Patrice Motsepe traverse la période la plus difficile de son mandat. En quelques jours, le président de la CAF a accumulé les couacs qui alimentent les rumeurs d'un isolement croissant au sein des instances du football mondial et les langues commencent à se délier.
Le premier épisode a fait le tour du monde. Lors de sa conférence de presse du 22 juillet à Johannesburg, Motsepe a clairement annoncé que la CAN 2027 passerait de 24 à 28 équipes : "Nous avons augmenté le nombre de participants à la prochaine édition de la CAN." Une déclaration immédiatement relayée par des dizaines de médias africains. Sauf que le lendemain, la CAF a publié un communiqué officiel pour contredire son propre président : "Le Président de la CAF a confirmé que la CAN 2027 réunira 24 équipes nationales." Motsepe avait-il parlé hors-sujet ? Communiqué sans concertation ? Peu importe la confusion publique était totale, et c'est l'institution qui a dû rectifier son propre leader.
Mais le vrai signal politique est ailleurs et il vient de Zurich. Lorsque Omar Artan, meilleur arbitre africain 2025, a été refoulé à l'aéroport de Miami pendant le Mondial, Infantino a tenté de minimiser : "C'est malheureux, mais nous ne contrôlons pas tout." La FIFA a regardé passer le train. C'est l'UEFA, l'institution rivale qui a agi. Čeferin a décidé de nommer Artan pour diriger la Supercoupe d'Europe le 12 août à Salzbourg, entre le PSG et Aston Villa : "Le rôle du football est de créer des liens entre les gens, et l'UEFA souhaite exprimer tout son respect à Omar." C'est Motsepe, pas Infantino, qui a remercié Čeferin; "Je suis reconnaissant à mon ami Aleksander Čeferin de lui avoir offert cette opportunité." L'UEFA a précisé que cette désignation s'inscrit dans le cadre d'un mémorandum d'entente signé entre UEFA et CAF, pas FIFA et CAF.
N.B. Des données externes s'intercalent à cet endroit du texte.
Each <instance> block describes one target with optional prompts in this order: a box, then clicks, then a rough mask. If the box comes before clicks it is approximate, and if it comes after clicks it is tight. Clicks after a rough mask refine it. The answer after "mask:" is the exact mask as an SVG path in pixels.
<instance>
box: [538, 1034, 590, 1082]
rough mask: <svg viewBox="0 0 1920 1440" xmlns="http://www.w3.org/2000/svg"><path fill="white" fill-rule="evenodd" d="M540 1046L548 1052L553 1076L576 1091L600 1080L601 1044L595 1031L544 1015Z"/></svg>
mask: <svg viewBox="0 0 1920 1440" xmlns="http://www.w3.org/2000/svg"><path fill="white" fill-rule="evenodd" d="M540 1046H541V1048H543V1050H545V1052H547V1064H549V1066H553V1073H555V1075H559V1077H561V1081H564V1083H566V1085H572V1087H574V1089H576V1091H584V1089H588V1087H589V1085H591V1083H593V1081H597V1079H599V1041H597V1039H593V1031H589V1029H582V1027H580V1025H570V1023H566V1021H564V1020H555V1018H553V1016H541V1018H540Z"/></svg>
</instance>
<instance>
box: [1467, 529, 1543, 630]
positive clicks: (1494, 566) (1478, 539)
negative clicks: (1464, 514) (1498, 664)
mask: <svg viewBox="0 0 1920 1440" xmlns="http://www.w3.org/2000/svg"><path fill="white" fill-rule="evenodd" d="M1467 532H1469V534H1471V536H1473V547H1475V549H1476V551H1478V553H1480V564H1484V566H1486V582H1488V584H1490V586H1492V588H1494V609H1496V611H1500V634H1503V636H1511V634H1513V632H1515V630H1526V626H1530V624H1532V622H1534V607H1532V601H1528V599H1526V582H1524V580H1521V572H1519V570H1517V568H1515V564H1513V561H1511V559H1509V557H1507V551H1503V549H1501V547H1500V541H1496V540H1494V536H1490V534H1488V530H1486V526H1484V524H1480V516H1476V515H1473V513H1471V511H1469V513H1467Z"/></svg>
La géopolitique du football africain est en train de se reconfigurer sous nos yeux. Motsepe se rapproche de Čeferin et de l'UEFA pendant qu'Infantino fragilise ses relations africaines avec un Mondial marqué par les scandales. Le départ annoncé de Motsepe avant le prochain Mondial laissera un vide à la tête de la CAF et la question de son successeur sera au cœur des équilibres de pouvoir lors des élections FIFA de 2027. Pour l'heure, un président de la CAF contredit par sa propre institution, qui s'allie à l'UEFA pour contourner la FIFA, c'est le portrait d'un homme qui cherche encore sa place dans le nouvel ordre du football mondial.